Once reported, the Council's Animal Welfare Officer will collect the dog and will check to see if it has a microchip, or any collar/tag identification required by law.
If the dog is microchipped it will hopefully be possible to establish ownership and to contact the owner to let them know their dog has been found. Find out more about microchipping.
If it is not possible to contact the owner or the dog has no accurate means of identification, the Council's Animal Welfare Officer will take the dog to West Hall Kennels, Cleadon Lane, Whitburn.
Please note: dogs collected out of normal office hours will not be scanned for microchip details and will be taken direct to West Hall Kennels, Cleadon Lane, Whitburn.
After a stray dog is taken to the kennels
If a dog has not been claimed within 7 days of entering the kennels, it will be transferred to the ownership of West Hall Kennels who offer a re-homing service as part of their care programme.
If you would like to adopt the dog
Even if you are keen to adopt the dog, you will not be able to do this straight away. You must contact South Tyneside Council's Animal Welfare Officer who will arrange collection of the dog.
The Animal Welfare Officer can pass on your details to the kennels and then after a statutory 7 day period, if the owner has not been found and you are considered to be suitable, you will be expected to go through the kennel's normal rehoming process.
If you wish to keep the dog in your home, you must inform South Tyneside Council's Animal Welfare Officer.
You are legally obliged to provide certain information about the dog, with your name and address details to South Tyneside Council's Animal Welfare Officer and to keep the dog in your care for 28 days. You must not hand the dog over to any other person, organisation or charity during this period without informing the Council.
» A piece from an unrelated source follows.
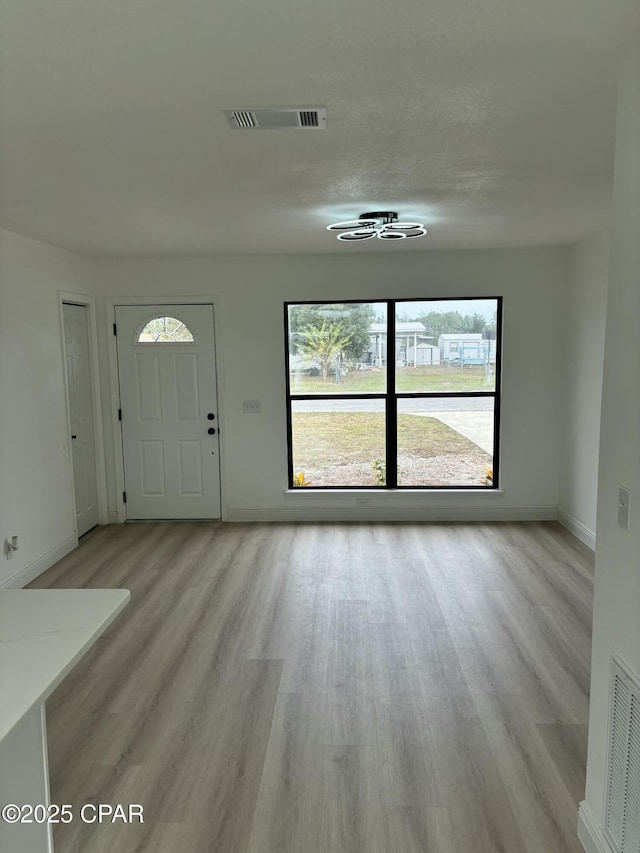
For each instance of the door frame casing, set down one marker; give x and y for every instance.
(114, 385)
(89, 303)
After this time you can keep the dog until the person with proof of ownership claims the dog. This means legal ownership is not transferred to you and the original owner may demand the dog back at any time, no matter how long you have kept the dog for or how much money you have spent looking after the dog.
What to do if you have lost your dog
Any dog that is unsupervised in a public place may be collected by the Council's Animal Welfare Officer.
If your dog has a tag with contact details, or is microchipped, then the Animal Welfare Officer will try to contact you. If the dog can't be taken straight home it will be taken to West Hall Kennels.
We recognise that losing your dog can be a traumatic experience. If you have lost your dog, call West Hall Kennels on 0191 529 2369 to see if your dog has been taken there. They can be contacted between 9am - 6pm, Monday - Saturday and between 9am - 12noon on Sundays.
If your dog cannot be found at West Hall Kennels, please contact other kennel providers in the area, as a member of the public may have taken your dog directly to an alternative local kennel provider.
If your dog has been taken to West Hall Kennels you will be able to collect it and you will have to pay a release fee. The amount of the release fee will vary depending on how much time time your dog has been at the kennels.
How to prevent your dog from straying
Be a responsible dog owner.
Dogs should always be walked and exercised with a responsible person present. Never allow your dog to wander, roam or exercise on its own.
Legally, all dogs must wear a collar and identification tag with contact details.